0

I am looking for the most frequent values (character strings) and its frequency.

The intended results is a dataframe with three columns:

char: the names of the original columns
mode: the most frequent value in each char
freq: the frequency of the modes

When there is a tie in frequencies, I want to put all of the qualified values in one cell, separated by a comma. -- Or is there any better representation?

Questions: I don't know how to deal with a tie.

I have used the table() function to get the frequency tables of each column.

clean <- read.xlsx("test.xlsx", sheet = "clean") %>% as_tibble()
freqtb <- apply(clean, 2, table)

Here is the second table I got in freqtb:

$休12
个 休 天 饿 
1 33  2  1 

Then I looped through the tables:

freq <- vector()
mode <- vector()
for (tb in freqtb) {

    max = max(tb)
    name = names(tb)[tb==max]

    freq <- append(freq, max)
    mode <- append(mode, name)
}
results <- data.frame(char = names(freqtb), freq = freq, mode=mode)

The mode has a greater length than other vectors, and it cannot attached to results. I bet it is due to ties.

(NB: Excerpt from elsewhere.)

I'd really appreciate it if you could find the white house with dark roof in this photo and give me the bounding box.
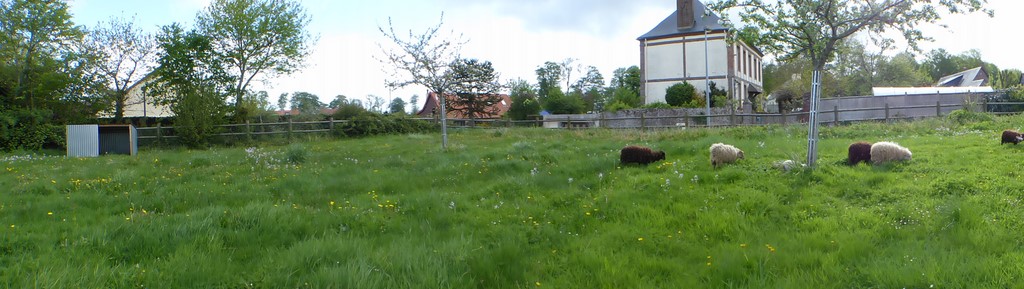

How can can get the same length for this "mode" variable?

Eureka
  • 15
  • 5

1 Answers1

0

You can make some small modifications to the code here to get a Mode function. Then Map over your data frame and rbind the results together

options(stringsAsFactors = F)
set.seed(2)

df.in <- 
  data.frame(
    a = sample(letters[1:3], 10, T),
    b = sample(1:3, 10, T),
    c = rep(1:2, 5))

Mode <- function(x) {
  ux <- unique(x)
  tab <- tabulate(match(x, ux))
  ind <- which(tab == max(tab))
  data.frame(char = ux[ind], freq = tab[ind])
}

do.call(rbind, lapply(df.in, Mode))
#     char freq
# a      c    4
# b      1    4
# c.1    1    5
# c.2    2    5
IceCreamToucan
  • 28,083
  • 2
  • 22
  • 38